Friday, August 17, 2012

Freeman Dyson and William Press' minirevolution in game theory

Prisoners facing a dilemma recommended not to cooperate any longer

Fred Singer (*1924) has pointed out an interesting Physics arXiv Blog's review of a new preprint by Adami and Hintze that mainly builds on the important March 2012 paper
Iterated Prisoner’s Dilemma contains strategies that dominate any evolutionary opponent (PNAS) review by William Poundstone (with interviews)
and that, aside from more important things to be discussed momentarily, challenges the stereotypes that creative scientists and math thinkers should be below 30 or 40. Fred is almost 88 years old and you may think that he would refer to somewhat younger people's research but you would be wrong. The paper above was written by William Press (*1948) and Freeman Dyson (*1923). ;-)

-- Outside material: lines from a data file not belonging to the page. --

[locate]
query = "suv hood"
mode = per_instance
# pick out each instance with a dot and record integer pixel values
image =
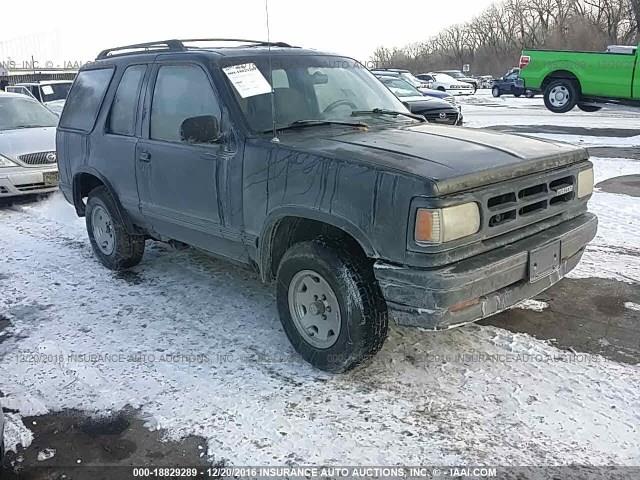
(14, 143)
(452, 159)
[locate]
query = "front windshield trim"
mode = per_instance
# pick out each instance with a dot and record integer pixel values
(321, 88)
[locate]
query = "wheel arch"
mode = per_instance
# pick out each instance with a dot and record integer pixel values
(288, 226)
(87, 179)
(561, 75)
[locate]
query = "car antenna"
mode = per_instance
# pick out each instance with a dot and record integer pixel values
(275, 138)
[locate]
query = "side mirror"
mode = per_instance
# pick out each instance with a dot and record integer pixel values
(202, 129)
(319, 78)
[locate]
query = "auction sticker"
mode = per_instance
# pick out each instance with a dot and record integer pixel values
(247, 80)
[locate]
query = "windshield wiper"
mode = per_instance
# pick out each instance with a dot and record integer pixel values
(382, 111)
(316, 123)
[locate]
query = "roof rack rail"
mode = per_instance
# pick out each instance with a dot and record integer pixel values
(178, 46)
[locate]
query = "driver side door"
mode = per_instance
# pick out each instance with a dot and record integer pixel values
(178, 180)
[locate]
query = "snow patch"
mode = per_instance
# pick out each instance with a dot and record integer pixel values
(535, 305)
(46, 454)
(16, 433)
(632, 306)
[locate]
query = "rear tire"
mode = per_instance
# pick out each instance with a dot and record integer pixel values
(330, 305)
(589, 108)
(112, 244)
(561, 95)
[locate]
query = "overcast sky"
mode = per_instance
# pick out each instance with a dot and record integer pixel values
(70, 30)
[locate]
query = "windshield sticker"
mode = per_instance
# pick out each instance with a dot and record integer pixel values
(247, 80)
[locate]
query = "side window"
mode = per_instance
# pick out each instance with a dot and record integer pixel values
(280, 79)
(181, 92)
(82, 105)
(122, 118)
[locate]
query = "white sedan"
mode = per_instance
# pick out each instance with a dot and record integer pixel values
(27, 147)
(446, 83)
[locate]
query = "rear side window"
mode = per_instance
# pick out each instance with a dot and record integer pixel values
(181, 92)
(82, 106)
(122, 119)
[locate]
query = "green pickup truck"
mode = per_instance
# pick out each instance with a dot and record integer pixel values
(585, 79)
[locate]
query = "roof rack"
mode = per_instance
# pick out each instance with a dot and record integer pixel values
(179, 46)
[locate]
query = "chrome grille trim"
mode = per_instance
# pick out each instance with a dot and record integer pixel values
(39, 158)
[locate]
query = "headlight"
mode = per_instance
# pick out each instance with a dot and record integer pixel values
(5, 162)
(585, 183)
(445, 224)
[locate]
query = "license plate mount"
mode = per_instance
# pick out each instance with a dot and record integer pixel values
(544, 261)
(50, 179)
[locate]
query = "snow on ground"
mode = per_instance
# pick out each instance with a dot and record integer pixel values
(195, 345)
(615, 252)
(482, 110)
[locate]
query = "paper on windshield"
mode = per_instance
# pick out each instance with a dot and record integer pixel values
(247, 80)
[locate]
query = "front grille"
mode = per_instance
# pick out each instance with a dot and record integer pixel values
(30, 187)
(38, 158)
(528, 202)
(448, 117)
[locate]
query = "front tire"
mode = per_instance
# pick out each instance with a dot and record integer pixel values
(330, 305)
(561, 95)
(589, 108)
(112, 244)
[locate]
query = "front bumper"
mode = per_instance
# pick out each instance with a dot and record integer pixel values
(460, 91)
(495, 280)
(26, 181)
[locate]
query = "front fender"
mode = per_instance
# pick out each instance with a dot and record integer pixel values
(275, 216)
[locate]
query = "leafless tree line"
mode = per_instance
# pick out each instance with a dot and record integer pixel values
(491, 43)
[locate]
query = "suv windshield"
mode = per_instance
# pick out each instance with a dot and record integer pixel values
(454, 74)
(316, 88)
(22, 112)
(400, 87)
(55, 91)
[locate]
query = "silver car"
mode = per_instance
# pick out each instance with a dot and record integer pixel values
(27, 147)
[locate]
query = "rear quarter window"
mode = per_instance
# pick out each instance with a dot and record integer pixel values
(82, 106)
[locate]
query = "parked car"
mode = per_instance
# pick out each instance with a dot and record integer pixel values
(567, 79)
(511, 84)
(461, 77)
(433, 109)
(445, 83)
(27, 147)
(324, 182)
(51, 93)
(486, 81)
(428, 92)
(1, 439)
(405, 75)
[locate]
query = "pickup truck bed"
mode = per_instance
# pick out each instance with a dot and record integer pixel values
(567, 78)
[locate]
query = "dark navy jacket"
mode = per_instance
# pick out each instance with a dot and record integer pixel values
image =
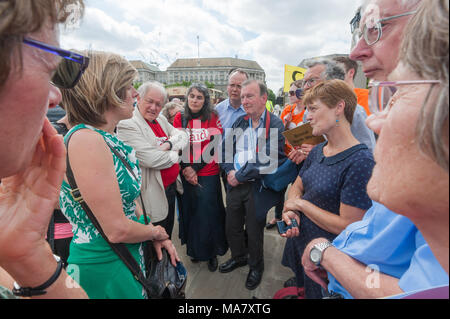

Researchers in game theory are currently fixing the holes in their lore. If you want to excite the community of game theorists, the 2012 data suggest that the optimum age for you could be 89 years or 64 years. ;-) What happened?

Consider the prisoner's dilemma i.e. the following game or situation.

Notorious climate alarmists Al Gore (A) and Bill McKibben (B) are finally arrested and each of them is allowed to either snitch or remain silent. If both men remain silent, both of them only get one year for a lesser crime. If one of them snitches, he is freed but the other one gets 6 years in prison. But snitching isn't a universal recipe for freedom: if both snitch, each of them gets 3 years in the jail.

(The original problem was talking about months, not years, in the prison but given my choice of the names, the timing looked preposterous so I had to change it to years, too.)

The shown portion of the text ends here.